Please , no photos

Dear visitor, started the sign. What you see is the site of our great loss. Our loss of family, friends, loved ones and neighbours. Please act with respect, and hold our loss in your mind. Please, no photos. Many thanks.

This was the sign as I came out of Latimer Rd Tube station. I had already taken some shots of the Grenfell Tower from the Tube Station platform. I resolved to delete them. I felt uncomfortable about being there, but also as a professional I wanted to look. To try to get a feel, to make some sense, to make some meaning of it all. Grenfell is having a ripple effect, world wide. I hope to see what might be the community responses, the temporary memorials, but also to see the tower. There are still missing people signs up around the entrance to the station. I did take some photos of these, and some of the demands for justice signs. I spent a lot of time there in quiet contemplation about what had happened, and why so many people died, and I truly hope justice will be served.

As much as I could rationalise my visit away, “I am a disaster professional, and being here will help inform our practice etc etc” I felt like a trespasser.  I felt like I shouldn’t be there. I think part of it was that I was uninvited. I was wandering the streets like a lost tourist (complete with my case on wheels). In fact, one guy asked me if I was lost. I lied and said I was looking for the station. I talked with my friend and colleague, Shona Whitton afterwards. She felt the same way during her Churchill Fellowship looking at disaster memorials. These are public places, events, and yet also imbued with so much private meaning. IT is as I have written elsewhere, people bereaved in disasters are forced to grieve in the public domain. Their grief is not their own.
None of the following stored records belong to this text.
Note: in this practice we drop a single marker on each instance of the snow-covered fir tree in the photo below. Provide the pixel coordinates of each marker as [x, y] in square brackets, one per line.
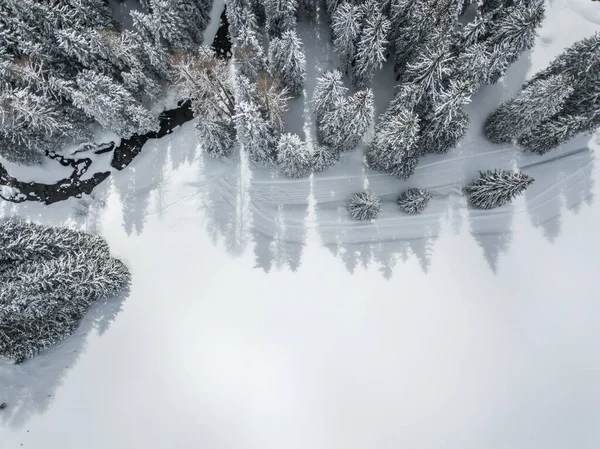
[395, 147]
[360, 112]
[414, 201]
[364, 205]
[530, 107]
[329, 91]
[175, 24]
[254, 133]
[280, 16]
[371, 47]
[49, 278]
[580, 112]
[496, 188]
[324, 157]
[346, 27]
[293, 156]
[112, 106]
[287, 61]
[446, 122]
[217, 137]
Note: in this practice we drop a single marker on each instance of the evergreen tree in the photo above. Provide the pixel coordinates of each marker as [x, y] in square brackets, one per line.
[370, 50]
[329, 90]
[395, 147]
[324, 157]
[281, 16]
[496, 188]
[49, 278]
[364, 206]
[360, 113]
[529, 108]
[217, 137]
[254, 133]
[175, 24]
[414, 201]
[447, 123]
[346, 28]
[293, 157]
[287, 61]
[112, 106]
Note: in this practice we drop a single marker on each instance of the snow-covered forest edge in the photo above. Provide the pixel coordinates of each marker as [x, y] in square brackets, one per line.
[253, 208]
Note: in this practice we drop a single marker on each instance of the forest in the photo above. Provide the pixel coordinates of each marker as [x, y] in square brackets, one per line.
[73, 70]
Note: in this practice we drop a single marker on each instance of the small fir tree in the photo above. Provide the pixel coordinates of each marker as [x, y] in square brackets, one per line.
[364, 205]
[324, 157]
[287, 61]
[495, 188]
[293, 157]
[414, 201]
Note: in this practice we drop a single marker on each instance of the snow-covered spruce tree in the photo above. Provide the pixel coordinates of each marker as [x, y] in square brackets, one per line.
[254, 133]
[217, 137]
[175, 24]
[395, 147]
[293, 157]
[364, 205]
[360, 112]
[346, 27]
[529, 108]
[371, 47]
[324, 157]
[112, 106]
[206, 80]
[49, 278]
[512, 33]
[496, 188]
[281, 16]
[447, 122]
[581, 110]
[329, 90]
[287, 61]
[414, 201]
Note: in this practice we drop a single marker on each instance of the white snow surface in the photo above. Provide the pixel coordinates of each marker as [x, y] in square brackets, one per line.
[452, 329]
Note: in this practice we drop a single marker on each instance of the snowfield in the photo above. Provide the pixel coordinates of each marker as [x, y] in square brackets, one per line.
[262, 316]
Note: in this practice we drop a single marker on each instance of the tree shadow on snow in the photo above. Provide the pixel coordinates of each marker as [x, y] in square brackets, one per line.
[29, 388]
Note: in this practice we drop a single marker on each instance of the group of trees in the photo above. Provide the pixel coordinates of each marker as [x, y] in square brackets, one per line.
[440, 63]
[560, 101]
[493, 188]
[49, 278]
[67, 66]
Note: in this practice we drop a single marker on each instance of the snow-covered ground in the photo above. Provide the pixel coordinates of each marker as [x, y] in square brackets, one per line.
[261, 316]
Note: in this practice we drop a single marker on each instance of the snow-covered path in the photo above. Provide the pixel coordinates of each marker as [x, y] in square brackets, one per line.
[244, 330]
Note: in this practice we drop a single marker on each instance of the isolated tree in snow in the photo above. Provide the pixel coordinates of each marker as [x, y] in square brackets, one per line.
[529, 108]
[324, 157]
[395, 146]
[329, 90]
[496, 188]
[414, 201]
[364, 205]
[281, 16]
[360, 113]
[293, 157]
[345, 25]
[287, 61]
[49, 278]
[370, 50]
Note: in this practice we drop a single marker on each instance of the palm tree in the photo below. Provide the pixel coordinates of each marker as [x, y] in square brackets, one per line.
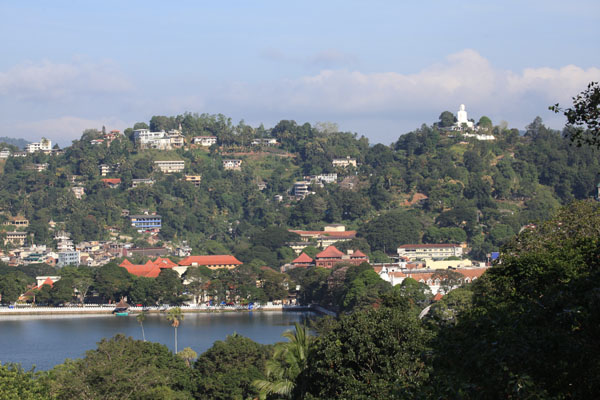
[289, 360]
[175, 316]
[141, 317]
[188, 355]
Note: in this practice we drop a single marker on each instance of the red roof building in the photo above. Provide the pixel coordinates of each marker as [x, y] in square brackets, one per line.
[303, 261]
[212, 262]
[149, 270]
[111, 182]
[331, 256]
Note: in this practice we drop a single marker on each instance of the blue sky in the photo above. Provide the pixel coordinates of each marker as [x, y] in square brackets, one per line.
[378, 68]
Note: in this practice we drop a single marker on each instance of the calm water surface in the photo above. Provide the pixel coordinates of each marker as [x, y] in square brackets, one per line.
[45, 341]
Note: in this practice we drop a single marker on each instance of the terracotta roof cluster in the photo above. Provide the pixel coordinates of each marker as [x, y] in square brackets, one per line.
[330, 252]
[149, 270]
[427, 246]
[210, 260]
[303, 259]
[112, 181]
[331, 234]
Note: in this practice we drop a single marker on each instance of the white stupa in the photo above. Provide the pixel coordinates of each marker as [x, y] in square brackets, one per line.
[461, 117]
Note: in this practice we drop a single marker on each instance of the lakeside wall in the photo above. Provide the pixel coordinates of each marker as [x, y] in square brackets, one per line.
[108, 309]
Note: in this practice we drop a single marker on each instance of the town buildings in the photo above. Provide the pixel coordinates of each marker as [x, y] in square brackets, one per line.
[205, 141]
[330, 234]
[138, 182]
[170, 166]
[331, 256]
[194, 179]
[433, 251]
[344, 162]
[146, 223]
[44, 145]
[212, 262]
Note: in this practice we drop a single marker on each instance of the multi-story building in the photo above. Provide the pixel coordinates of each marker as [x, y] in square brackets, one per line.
[235, 165]
[18, 221]
[329, 235]
[194, 179]
[137, 182]
[301, 189]
[15, 238]
[146, 223]
[68, 258]
[331, 256]
[170, 166]
[432, 251]
[152, 140]
[42, 145]
[205, 141]
[344, 162]
[78, 191]
[105, 169]
[265, 142]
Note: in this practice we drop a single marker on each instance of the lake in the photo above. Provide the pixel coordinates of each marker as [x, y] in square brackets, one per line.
[45, 341]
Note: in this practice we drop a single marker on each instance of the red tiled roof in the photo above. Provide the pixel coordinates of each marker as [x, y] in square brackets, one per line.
[330, 252]
[330, 234]
[358, 254]
[303, 258]
[210, 260]
[112, 181]
[149, 270]
[423, 246]
[471, 272]
[48, 281]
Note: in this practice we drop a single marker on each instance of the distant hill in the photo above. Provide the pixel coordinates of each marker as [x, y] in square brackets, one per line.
[21, 143]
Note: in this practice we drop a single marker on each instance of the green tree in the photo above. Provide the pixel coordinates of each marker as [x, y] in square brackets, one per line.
[228, 368]
[140, 318]
[533, 316]
[584, 117]
[122, 368]
[289, 360]
[17, 384]
[367, 355]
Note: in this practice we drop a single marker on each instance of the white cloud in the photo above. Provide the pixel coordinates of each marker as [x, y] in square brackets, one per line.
[464, 77]
[51, 81]
[64, 129]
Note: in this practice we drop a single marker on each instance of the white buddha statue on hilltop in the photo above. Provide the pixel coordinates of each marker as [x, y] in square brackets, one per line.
[461, 117]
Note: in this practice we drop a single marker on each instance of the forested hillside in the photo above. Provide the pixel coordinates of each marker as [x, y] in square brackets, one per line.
[432, 185]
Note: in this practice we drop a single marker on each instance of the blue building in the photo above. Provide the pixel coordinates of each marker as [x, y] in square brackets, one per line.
[146, 223]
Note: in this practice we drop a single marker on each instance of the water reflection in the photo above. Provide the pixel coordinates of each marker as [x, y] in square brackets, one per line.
[45, 341]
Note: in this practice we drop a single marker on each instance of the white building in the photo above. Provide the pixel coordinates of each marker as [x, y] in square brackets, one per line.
[170, 166]
[301, 189]
[344, 162]
[78, 191]
[235, 165]
[461, 119]
[152, 140]
[68, 258]
[43, 145]
[137, 182]
[265, 142]
[205, 141]
[432, 251]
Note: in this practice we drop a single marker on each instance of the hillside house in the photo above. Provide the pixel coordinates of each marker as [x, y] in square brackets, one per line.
[205, 141]
[331, 256]
[235, 165]
[432, 251]
[170, 166]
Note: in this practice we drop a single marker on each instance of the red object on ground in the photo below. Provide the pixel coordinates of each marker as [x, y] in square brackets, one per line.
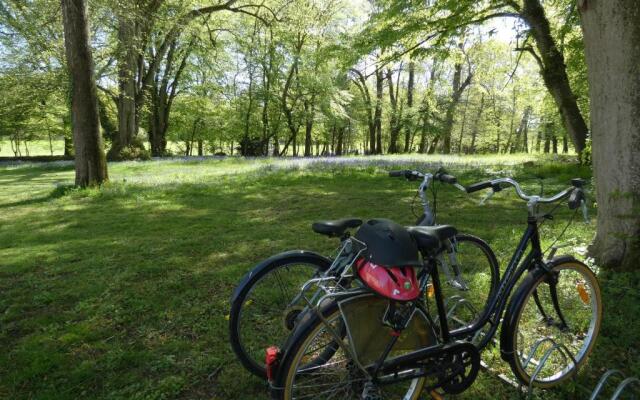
[271, 360]
[397, 283]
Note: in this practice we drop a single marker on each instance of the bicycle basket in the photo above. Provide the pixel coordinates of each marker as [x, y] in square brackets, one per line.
[369, 337]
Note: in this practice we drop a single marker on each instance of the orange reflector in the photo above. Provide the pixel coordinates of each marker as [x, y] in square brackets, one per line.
[435, 395]
[582, 291]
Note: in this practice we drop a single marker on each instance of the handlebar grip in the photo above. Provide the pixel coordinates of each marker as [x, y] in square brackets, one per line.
[395, 174]
[576, 198]
[478, 186]
[446, 178]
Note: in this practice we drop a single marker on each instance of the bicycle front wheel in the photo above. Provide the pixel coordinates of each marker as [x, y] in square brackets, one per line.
[471, 275]
[555, 322]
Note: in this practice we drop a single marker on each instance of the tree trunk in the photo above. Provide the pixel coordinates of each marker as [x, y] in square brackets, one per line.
[339, 146]
[554, 72]
[68, 147]
[127, 64]
[410, 88]
[90, 162]
[476, 126]
[521, 133]
[548, 132]
[309, 109]
[378, 113]
[457, 89]
[463, 123]
[396, 115]
[611, 35]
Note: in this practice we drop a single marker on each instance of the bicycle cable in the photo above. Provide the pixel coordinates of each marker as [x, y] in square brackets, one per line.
[413, 204]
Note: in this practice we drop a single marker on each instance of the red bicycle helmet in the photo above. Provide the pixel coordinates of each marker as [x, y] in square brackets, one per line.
[397, 283]
[387, 264]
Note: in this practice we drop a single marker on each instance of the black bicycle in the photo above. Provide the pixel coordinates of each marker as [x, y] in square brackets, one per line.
[265, 306]
[387, 349]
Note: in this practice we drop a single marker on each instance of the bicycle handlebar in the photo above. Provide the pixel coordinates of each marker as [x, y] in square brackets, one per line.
[496, 186]
[440, 175]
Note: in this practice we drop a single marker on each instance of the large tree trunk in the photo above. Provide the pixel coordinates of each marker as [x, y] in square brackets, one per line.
[410, 88]
[378, 113]
[463, 123]
[309, 109]
[127, 64]
[90, 162]
[611, 36]
[476, 126]
[554, 73]
[395, 125]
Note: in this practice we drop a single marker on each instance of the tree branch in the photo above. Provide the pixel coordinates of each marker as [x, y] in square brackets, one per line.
[535, 55]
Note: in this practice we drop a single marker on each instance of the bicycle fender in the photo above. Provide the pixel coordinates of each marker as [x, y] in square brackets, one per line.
[285, 257]
[516, 300]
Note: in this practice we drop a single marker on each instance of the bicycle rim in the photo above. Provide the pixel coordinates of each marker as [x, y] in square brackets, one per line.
[338, 378]
[545, 349]
[479, 269]
[266, 316]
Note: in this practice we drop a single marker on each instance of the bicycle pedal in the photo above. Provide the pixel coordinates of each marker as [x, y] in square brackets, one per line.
[371, 392]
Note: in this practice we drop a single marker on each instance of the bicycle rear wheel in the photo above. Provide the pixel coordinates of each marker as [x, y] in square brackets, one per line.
[300, 376]
[555, 322]
[262, 312]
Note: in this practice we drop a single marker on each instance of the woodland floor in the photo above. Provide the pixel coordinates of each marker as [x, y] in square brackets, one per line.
[122, 292]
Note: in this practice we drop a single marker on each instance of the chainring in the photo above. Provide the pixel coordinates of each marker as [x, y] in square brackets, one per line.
[452, 368]
[462, 365]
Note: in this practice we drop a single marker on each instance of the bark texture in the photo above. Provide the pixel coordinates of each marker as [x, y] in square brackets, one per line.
[554, 72]
[611, 35]
[90, 162]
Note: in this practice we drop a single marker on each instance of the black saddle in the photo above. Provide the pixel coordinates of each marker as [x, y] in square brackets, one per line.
[336, 227]
[430, 238]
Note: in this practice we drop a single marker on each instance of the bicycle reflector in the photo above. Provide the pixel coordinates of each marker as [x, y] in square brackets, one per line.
[397, 283]
[272, 359]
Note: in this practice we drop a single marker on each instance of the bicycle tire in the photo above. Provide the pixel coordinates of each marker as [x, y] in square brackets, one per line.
[462, 239]
[295, 348]
[249, 361]
[511, 336]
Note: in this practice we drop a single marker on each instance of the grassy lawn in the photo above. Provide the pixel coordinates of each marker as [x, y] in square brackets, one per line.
[122, 292]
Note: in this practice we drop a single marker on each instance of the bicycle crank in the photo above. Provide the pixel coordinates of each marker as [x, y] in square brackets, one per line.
[452, 368]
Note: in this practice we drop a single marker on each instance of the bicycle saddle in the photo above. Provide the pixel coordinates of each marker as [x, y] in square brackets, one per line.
[431, 237]
[335, 227]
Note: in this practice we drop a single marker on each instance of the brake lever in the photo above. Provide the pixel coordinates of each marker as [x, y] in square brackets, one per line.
[487, 197]
[585, 211]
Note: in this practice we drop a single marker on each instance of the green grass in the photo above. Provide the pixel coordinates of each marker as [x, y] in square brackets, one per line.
[122, 292]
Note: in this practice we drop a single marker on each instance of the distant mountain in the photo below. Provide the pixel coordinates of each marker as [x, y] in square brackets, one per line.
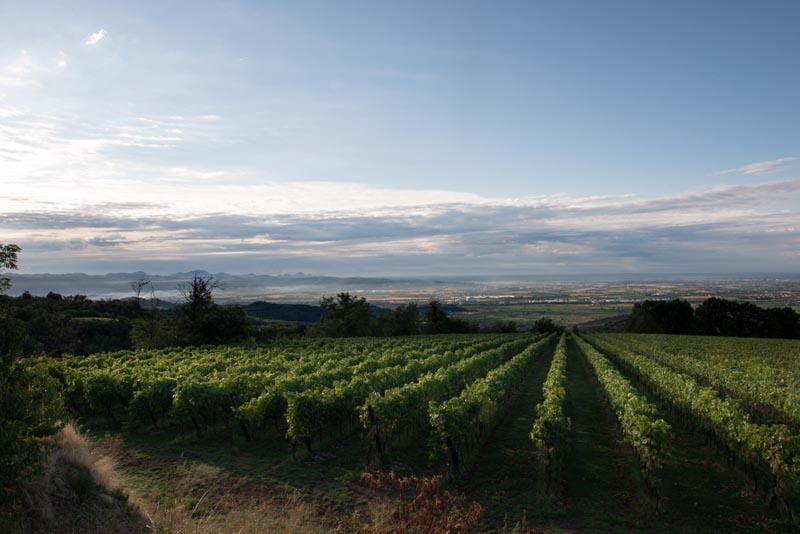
[297, 287]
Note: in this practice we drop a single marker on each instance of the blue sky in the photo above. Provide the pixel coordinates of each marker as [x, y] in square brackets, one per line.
[401, 137]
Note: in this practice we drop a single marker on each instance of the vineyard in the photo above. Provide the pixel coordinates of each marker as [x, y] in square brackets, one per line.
[550, 424]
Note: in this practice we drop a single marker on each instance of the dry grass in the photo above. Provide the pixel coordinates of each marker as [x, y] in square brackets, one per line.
[259, 516]
[77, 491]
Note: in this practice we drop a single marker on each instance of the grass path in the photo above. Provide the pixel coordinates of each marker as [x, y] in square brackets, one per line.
[503, 478]
[602, 486]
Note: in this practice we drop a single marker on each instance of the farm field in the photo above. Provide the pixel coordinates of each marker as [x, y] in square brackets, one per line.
[575, 432]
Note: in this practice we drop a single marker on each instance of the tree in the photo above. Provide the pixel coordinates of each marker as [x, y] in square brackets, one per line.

The no photos sign really stopped in my tracks. Here was a visible tomb, on display to all in the neighbourhood, and clearly challenging and confronting. With the selfie generation, have we lost some self limiting filter?. Of course, post 9/11 with citizen journalism, and a shrunk 24 hr media cycle, so many barriers are blurred. News is curated rather than created, and we are all exposed to these events, as though they are disaster movies. Boundaries between fact and fiction are blurred. And perhaps this is when the self limiting filter disappears

People have always been drawn with some macabre fascination to disasters. Police and ambulance officers talk about the rubberneckers, those that slow down to get a good look at the car accident. Possibly some of it is about, well that could have been me.  I met a student, Þórhildur Heimisdóttir, in Iceland who was studying the sublime attraction to volcanoes. Despite it being unsafe, people go on tours to volcanoes. She interviewed people, and many of the reasons was a) they didn’t think it would happen, but b) they were putting themselves in harms way, in a controlled way (the same way as people jump out of planes etc) to test out their fear. To be confronted by danger.

Andrew O’Connell’s interesting piece in the Harvard Business Review  talks about our fascination with disaster stories  points to a more deeper ethical challenge. Do these stories challenge us ethically, what would we do in similar circumstances. Grenfell clearly throws up many deep ethical dilemmas, and there will be many people feeling extremely uncomfortable, as they should be. Equally we ask ourselves, would we have stayed as advised to do, or gone. Of course we all say now, we’d have evacuated. But, you place your faith in the system, and the system gives you authoritative advice, then what decisions  do you make?

Grenfell is still very much news here in London. As it should be. I watched some of the London Assembly Question Time, and the Mayor faced many questions over Grenfell or Grenfell related issues. My aunt’s block of flats in Portsmouth was recently assessed, and they are having an emergency board meeting.

Back on the platform, I deleted the photos of the tower. You don’t need to take photos. The images are there. They won’t go away.

 

Joe Jackson, from my Dad’s hometown,something quiet and contemplative.

2 thoughts on “Please , no photos

  1. I was in Manhattan maybe a year after 9/11. It was still super raw. The locals reacted BADLY on the subway when tourists were clearly heading down there, sightseeing. Being a journo, I did like you and quietly wandered around. I became aware that there were people standing around, grieving. Clearly next of kin. My camera stayed in my bag.